Unfortunately we can't avoid hashbangs.
-
This seems to do this only for parameters that it has decided "changes, re-orders, or narrows content." They may also crawl things that look like URLs in Javascript even when it's part of a function, but it doesn't seem like that's what's happening in this case.
Depending on the setup of the site, you can either manually configure the variable in WMT (don't do this if the parameter is material), write a clever robots.txt rule (e.g. to block anything after a number of digits after the parameter), or (the best solution) re-work the system to generate URLs that don't rely on parameters.
I'm not sure I understand why the server is rendering a page if the URL isn't supposed to exist. Depending on your server config, you may also be able to return a 404 and make a rule for which (valid) pages to render. From there you can just ignore the 404 errors until Google figures it out.

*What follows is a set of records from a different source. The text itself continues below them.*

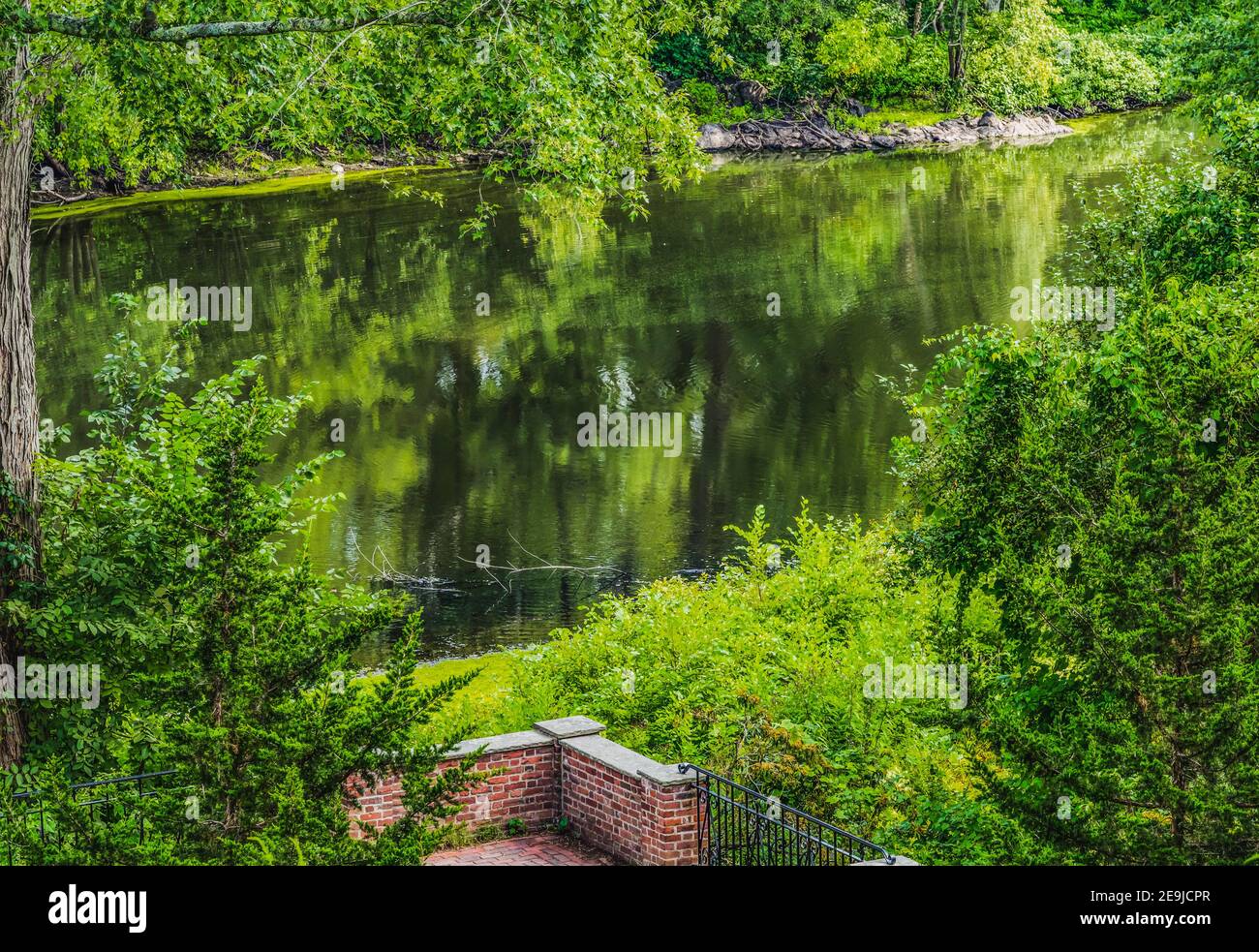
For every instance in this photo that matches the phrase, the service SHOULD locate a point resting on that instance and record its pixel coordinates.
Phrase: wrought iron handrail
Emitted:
(737, 825)
(138, 779)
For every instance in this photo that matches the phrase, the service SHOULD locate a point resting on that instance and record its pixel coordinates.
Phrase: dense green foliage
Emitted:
(1019, 54)
(226, 657)
(758, 672)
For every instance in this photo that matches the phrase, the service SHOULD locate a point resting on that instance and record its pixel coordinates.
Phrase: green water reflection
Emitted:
(460, 427)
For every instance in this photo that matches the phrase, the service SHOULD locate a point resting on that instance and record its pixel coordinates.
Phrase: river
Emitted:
(760, 304)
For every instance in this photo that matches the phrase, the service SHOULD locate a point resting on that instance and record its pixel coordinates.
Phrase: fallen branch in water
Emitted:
(542, 566)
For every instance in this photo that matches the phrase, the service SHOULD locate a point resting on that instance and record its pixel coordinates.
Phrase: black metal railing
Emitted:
(107, 802)
(738, 826)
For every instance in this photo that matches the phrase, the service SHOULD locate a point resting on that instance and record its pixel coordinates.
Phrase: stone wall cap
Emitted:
(562, 728)
(500, 743)
(666, 775)
(611, 754)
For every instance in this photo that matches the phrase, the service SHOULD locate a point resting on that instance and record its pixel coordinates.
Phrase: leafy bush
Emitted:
(856, 53)
(1103, 487)
(1015, 68)
(1100, 71)
(758, 672)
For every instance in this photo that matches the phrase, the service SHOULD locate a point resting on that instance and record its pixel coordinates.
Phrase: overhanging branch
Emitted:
(95, 29)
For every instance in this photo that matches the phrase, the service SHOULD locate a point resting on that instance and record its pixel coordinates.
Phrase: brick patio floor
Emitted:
(537, 850)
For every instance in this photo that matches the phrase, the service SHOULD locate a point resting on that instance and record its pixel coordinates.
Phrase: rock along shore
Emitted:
(818, 135)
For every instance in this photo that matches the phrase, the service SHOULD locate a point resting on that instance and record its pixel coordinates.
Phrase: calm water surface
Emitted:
(460, 427)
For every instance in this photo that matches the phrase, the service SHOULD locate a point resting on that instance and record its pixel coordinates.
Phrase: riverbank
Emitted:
(750, 137)
(816, 134)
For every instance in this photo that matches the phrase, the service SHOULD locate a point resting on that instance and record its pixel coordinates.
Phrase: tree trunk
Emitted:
(957, 43)
(19, 415)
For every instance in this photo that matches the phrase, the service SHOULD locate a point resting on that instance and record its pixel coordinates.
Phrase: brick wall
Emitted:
(613, 799)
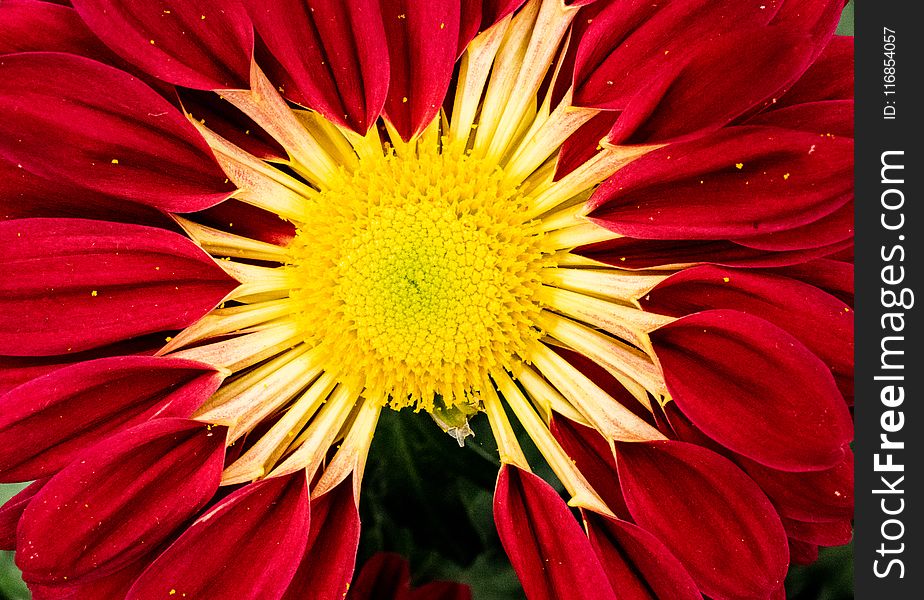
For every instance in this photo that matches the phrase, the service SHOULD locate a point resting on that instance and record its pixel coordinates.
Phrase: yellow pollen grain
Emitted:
(418, 273)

I think that's the best I can do without seeing the site.
-
I agree with Federico. I've seen Google go fishing with URL parameters (?param=xyz) and I've seen it with AJAX and hashbangs as well. How far they take this and when they choose to apply it doesn't seem to follow a consistent pattern . You can see some folks on StackExchange discussing this, too: http://webmasters.stackexchange.com/questions/25560/does-the-google-crawler-really-guess-url-patterns-and-index-pages-that-were-neve
-
Awesome, thanks for looking into it. We've gotten nowhere with any kind of answer.
-
Hi There
I'm an associate here at Moz, and have asked the other associates if they might know the answer, as this one's a little outside of my experience. Please follow up and let us know if you don't hear from anyone.
Thanks!
-Dan
-
We also noticed some weird crawls last year using random numbers at the end of the URL, checking in google webmaster tools we saw that most of those urls were reported as not found, checking from where the link came from google listed some of our URLs, but didn't had any link to those URLs google was trying to fetch. After 2 or 3 months those crawls stopped. We never knew from where Google got those URLs...
-
Hi Federico, thanks for the response.
Unfortunately this is an SEO solution for a third-party JavaScript product, so removing the hash isn't an option.
I'm still interested in knowing if this is a formal Google practice and if there's some way to control or mitigate this.
-
I think you are right. Google is fishing for content. I would find a solution to make those URL friendly by removing the hash and using some URL rewrite and pushState to paginate that content instead.
Here's a previous question that may help: http://moz.com/community/q/best-way-to-break-down-paginated-content
Got a burning SEO question?
Subscribe to Moz Pro to gain full access to Q&A, answer questions, and ask your own.
Browse Questions
Explore more categories
-
Moz Tools
Chat with the community about the Moz tools.
-
SEO Tactics
Discuss the SEO process with fellow marketers
-
Community
Discuss industry events, jobs, and news!
-
Digital Marketing
Chat about tactics outside of SEO
-
Research & Trends
Dive into research and trends in the search industry.
-
Support
Connect on product support and feature requests.
Related Questions
-
Why isn't our complete meta title showing up in the Google SERPS? (cut off half way)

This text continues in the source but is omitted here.